Hmm, maybe you are misunderstanding how the optimizer’s curse works? It’s powered by selecting based on a measure with error in a way that biases us to pick specific actions based on their measure when the measure errs such that the measure is on average higher rather than lower than its true value. You are mistaken, then, to not care about E, because E is the only reliable and comparable way you have to check if C satisfies T (if there’s another one that’s reliable and comparable, then use it instead). It’s literally the only option, assuming you picked the “best” E (another chance for Goodhart’s curse to bite you), for picking C_max that seems better unless you want very high quantilization such that, say, you only act when things appear orders of magnitude better with error bounds small enough that you will only be wrong once in trillions of years.
I do think I understand that. I see E as a means to an end. It’s a way to rank-order choices and thus make good choices. If I apply an affine transformation to E, e.g. I’m way too optimistic about absolutely everything in a completely uniform way, then I still make the same choice, and the choice is what matters. I just want my AGI to do the right thing.
Here, I’ll try to put what I’m thinking more starkly. Let’s say I somehow design a comparative AGI. This is a system which can take a merit function U, and two choices C_A and C_B, and it can predict which of the two choices C_A or C_B would be better according to merit function U, but it has no idea how good either of those two choices actually are on any absolute scale. It doesn’t know whether C_A is wonderful while C_B is even better, or whether C_A is awful while C_B is merely so-so, both of those just return the same answer, “C_B is better”. Assume it’s not omniscient, so its comparisons are not always correct, but that it’s still impressively superintelligent.

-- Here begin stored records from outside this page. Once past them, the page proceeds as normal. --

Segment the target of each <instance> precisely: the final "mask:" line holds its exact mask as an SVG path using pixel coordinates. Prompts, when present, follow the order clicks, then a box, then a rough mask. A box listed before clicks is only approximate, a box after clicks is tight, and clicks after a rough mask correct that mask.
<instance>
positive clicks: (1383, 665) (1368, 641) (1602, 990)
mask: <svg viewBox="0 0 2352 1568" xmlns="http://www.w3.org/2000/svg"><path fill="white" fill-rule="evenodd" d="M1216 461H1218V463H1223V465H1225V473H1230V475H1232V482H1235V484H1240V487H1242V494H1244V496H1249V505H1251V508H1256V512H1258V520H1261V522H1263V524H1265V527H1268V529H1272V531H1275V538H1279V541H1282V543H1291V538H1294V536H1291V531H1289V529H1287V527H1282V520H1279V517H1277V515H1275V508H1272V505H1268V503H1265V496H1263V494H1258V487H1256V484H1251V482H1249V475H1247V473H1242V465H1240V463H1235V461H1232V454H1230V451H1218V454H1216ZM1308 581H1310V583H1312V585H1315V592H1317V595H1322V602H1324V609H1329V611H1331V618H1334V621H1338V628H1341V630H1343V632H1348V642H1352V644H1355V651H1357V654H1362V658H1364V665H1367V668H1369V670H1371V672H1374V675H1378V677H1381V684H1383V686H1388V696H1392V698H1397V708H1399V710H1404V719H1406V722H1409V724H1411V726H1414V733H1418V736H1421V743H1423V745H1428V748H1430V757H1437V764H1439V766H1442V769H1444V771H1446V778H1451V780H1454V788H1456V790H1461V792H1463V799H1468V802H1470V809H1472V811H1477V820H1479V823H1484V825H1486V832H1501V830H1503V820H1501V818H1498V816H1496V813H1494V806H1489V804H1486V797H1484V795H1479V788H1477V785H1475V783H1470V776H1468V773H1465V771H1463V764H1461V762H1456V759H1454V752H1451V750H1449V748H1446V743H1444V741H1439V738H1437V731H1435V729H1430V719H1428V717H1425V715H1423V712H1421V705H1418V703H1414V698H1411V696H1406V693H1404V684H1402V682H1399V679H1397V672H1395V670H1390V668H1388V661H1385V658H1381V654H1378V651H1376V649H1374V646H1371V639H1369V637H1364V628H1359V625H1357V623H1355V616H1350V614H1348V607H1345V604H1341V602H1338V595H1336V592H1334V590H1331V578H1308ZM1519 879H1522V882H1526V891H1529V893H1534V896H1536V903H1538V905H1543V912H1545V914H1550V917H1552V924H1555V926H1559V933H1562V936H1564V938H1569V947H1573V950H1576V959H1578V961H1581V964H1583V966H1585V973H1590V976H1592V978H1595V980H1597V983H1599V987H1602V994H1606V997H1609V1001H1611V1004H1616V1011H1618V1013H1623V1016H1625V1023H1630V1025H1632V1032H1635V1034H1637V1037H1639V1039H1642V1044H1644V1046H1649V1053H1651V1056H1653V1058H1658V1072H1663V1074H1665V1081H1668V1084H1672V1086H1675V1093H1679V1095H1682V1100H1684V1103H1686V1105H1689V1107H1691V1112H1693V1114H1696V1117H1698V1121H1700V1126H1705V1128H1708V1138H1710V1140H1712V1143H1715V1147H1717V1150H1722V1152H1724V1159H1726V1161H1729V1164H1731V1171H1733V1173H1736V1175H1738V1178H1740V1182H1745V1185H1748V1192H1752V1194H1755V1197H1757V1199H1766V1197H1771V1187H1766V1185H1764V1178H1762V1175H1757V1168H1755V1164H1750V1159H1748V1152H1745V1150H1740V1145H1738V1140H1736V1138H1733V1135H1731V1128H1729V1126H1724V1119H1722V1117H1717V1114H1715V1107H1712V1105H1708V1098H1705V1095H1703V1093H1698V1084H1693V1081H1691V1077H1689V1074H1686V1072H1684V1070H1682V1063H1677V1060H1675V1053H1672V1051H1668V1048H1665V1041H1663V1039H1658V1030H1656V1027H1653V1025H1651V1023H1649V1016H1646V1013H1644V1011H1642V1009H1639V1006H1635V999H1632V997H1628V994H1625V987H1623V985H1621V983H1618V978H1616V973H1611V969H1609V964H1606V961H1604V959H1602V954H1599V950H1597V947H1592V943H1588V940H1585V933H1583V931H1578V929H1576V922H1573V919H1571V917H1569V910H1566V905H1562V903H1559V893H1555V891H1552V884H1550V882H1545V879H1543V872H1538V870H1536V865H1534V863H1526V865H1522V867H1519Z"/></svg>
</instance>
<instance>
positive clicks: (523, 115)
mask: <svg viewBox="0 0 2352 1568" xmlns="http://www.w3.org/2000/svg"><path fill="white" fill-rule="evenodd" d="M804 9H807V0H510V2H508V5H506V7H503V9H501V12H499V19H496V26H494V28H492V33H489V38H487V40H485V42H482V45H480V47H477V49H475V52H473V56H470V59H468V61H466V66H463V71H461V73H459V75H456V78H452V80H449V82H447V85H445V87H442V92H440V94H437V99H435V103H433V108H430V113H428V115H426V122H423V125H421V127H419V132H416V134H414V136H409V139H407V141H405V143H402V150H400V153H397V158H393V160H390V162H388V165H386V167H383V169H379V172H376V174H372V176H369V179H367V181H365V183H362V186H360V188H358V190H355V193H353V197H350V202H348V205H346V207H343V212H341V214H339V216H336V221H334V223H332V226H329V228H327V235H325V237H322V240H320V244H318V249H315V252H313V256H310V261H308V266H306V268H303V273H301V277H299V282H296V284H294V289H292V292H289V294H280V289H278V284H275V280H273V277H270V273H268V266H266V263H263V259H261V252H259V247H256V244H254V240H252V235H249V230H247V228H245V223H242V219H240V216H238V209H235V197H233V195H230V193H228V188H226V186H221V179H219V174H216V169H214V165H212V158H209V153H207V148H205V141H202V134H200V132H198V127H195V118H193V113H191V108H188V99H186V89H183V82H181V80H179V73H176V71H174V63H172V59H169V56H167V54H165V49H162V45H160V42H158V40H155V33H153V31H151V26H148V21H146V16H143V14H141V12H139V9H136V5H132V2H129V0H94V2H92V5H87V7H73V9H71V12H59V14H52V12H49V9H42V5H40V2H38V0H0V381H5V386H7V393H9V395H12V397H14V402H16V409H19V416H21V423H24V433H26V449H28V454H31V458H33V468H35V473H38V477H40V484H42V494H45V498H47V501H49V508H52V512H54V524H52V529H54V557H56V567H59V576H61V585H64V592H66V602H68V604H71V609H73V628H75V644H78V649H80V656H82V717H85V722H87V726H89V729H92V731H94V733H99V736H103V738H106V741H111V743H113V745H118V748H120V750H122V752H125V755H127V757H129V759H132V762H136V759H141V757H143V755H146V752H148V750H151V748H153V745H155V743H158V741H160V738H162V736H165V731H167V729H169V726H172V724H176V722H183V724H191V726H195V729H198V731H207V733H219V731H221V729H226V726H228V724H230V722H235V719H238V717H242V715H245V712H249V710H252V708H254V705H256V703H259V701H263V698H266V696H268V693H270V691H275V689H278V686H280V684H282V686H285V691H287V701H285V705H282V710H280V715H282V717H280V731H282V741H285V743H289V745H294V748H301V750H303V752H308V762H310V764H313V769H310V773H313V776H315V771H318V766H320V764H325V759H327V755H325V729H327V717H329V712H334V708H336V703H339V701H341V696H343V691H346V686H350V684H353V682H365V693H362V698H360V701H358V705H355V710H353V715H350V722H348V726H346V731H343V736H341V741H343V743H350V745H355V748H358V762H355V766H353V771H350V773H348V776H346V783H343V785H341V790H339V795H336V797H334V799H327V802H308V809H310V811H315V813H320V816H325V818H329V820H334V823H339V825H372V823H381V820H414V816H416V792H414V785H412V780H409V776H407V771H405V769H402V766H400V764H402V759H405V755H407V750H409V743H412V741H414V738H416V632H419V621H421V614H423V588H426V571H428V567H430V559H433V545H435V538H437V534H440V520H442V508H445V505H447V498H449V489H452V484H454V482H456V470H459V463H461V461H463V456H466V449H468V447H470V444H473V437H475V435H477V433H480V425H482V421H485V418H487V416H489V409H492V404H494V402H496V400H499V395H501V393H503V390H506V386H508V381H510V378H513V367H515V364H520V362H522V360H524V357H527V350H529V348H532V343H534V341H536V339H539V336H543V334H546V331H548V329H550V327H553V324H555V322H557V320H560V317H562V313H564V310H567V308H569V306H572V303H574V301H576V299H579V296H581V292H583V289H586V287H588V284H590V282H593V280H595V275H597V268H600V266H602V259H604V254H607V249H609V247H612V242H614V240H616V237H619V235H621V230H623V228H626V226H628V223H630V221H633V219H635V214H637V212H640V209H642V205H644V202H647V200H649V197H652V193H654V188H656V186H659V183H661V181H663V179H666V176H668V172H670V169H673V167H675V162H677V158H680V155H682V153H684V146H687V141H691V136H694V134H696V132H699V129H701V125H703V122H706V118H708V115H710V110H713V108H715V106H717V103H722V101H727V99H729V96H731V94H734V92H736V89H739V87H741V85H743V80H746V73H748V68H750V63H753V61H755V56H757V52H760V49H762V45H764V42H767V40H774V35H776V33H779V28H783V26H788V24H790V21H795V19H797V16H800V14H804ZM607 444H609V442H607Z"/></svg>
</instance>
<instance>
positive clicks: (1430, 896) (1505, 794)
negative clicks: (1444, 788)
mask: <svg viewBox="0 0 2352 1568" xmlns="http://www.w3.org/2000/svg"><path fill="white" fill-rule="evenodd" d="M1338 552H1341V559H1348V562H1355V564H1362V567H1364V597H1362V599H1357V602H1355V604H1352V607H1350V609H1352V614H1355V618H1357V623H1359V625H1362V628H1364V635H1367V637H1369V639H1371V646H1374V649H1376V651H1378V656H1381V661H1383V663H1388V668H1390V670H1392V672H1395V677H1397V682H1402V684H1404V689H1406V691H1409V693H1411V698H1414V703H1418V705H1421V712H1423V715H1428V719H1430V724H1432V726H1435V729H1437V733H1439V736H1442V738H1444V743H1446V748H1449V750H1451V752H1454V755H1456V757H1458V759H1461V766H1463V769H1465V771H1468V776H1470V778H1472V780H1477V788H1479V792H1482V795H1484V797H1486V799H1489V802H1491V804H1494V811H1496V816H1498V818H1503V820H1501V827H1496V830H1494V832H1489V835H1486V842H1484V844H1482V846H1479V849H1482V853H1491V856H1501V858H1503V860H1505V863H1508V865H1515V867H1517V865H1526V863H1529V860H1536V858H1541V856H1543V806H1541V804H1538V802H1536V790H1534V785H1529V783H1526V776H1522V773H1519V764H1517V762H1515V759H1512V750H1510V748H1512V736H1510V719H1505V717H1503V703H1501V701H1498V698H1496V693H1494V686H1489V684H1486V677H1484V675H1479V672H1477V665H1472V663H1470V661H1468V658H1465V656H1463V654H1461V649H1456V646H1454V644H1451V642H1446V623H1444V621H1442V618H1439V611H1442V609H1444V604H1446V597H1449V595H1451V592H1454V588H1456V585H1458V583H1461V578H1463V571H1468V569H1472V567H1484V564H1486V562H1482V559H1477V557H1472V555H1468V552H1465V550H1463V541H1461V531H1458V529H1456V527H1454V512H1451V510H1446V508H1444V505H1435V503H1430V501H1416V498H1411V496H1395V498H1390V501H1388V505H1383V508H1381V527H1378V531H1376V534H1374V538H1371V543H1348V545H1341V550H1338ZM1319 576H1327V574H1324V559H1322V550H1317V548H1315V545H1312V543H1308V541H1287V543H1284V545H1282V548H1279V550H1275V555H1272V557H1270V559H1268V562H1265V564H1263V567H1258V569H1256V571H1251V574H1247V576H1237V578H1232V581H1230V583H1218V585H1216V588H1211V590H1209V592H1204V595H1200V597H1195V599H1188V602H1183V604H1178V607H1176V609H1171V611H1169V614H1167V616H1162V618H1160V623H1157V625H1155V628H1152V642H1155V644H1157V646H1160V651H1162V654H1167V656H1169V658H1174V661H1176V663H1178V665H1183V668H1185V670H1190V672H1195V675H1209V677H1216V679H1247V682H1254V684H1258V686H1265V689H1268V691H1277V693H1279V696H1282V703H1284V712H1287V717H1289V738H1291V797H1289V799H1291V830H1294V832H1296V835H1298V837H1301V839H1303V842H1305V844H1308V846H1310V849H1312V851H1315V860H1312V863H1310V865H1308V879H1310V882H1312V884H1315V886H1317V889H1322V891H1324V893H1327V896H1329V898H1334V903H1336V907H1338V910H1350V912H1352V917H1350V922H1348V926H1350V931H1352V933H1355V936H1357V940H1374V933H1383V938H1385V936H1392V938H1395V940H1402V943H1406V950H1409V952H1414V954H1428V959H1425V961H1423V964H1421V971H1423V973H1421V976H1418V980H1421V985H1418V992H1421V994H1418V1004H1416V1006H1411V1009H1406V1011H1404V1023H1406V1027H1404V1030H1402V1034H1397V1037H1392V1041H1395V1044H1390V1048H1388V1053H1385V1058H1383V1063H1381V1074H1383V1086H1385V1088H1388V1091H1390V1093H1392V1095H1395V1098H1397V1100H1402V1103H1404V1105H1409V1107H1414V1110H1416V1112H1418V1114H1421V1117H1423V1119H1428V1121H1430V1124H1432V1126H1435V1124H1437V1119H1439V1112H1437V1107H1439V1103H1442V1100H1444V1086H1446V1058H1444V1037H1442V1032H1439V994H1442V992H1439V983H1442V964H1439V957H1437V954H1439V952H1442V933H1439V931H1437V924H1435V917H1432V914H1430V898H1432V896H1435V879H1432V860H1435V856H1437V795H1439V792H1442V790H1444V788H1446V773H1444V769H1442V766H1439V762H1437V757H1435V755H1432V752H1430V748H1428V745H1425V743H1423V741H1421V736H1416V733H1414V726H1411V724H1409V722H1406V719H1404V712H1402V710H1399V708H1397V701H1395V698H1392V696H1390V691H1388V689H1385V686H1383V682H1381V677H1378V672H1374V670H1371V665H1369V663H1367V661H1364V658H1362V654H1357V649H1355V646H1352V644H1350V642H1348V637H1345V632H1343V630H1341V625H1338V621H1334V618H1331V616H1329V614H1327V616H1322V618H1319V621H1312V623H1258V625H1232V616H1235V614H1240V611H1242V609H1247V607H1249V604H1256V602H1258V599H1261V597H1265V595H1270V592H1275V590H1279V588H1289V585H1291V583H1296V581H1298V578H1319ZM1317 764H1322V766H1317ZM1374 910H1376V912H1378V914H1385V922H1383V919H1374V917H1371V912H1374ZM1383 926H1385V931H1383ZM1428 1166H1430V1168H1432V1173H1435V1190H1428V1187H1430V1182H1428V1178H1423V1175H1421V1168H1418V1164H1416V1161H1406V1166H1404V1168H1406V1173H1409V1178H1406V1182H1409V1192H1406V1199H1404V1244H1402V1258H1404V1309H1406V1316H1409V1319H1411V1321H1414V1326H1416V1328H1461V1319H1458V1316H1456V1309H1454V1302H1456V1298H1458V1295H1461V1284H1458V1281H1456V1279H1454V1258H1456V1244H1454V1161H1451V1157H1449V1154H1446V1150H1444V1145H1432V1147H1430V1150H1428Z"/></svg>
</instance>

A comparative AGI does not suffer the optimizer’s curse, right? It never forms any beliefs about how good its choices will turn out, so it couldn’t possibly be systematically disappointed. There’s always noise and uncertainty, so there will be times when its second-highest-ranked choice would actually turn out better than its highest-ranked choice. But that happens less often than chance. There’s no systematic problem: in expectation, the best thing to do (as measure by U) is always to take its top-ranked choice.
Now, it seems to me that, if I go to the AGIs-R-Us store, and I see a normal AGI and a comparative AGI side-by-side on the shelf, I would have no strong opinion about which one of them I should buy. If I ask either one to do something, they’ll take the same sequence of actions in the same order, and get the same result. They’ll invest my money in the same stocks, offer me the same advice, etc. etc. In particular, I would worry about Goodhart’s law (i.e. giving my AGI the wrong function U) with either of these AGIs to the exact same extent and for the exact same reason...even though one is subject to optimizer’s curse and the other isn’t.
Right, if you don’t have a measure you can’t have Goodhart’s curse on technical grounds, but I’m also pretty sure something like it is still there, it’s just as far as I know no one has tried to show that something like the optimizers curse continues to function when you only have an ordering and not a measure. I think it does, and I think others think it does, and this is part of the generalization to Goodharting, but I don’t know that a formal proof demonstrating that has been generated even though I strongly suspect it’s true.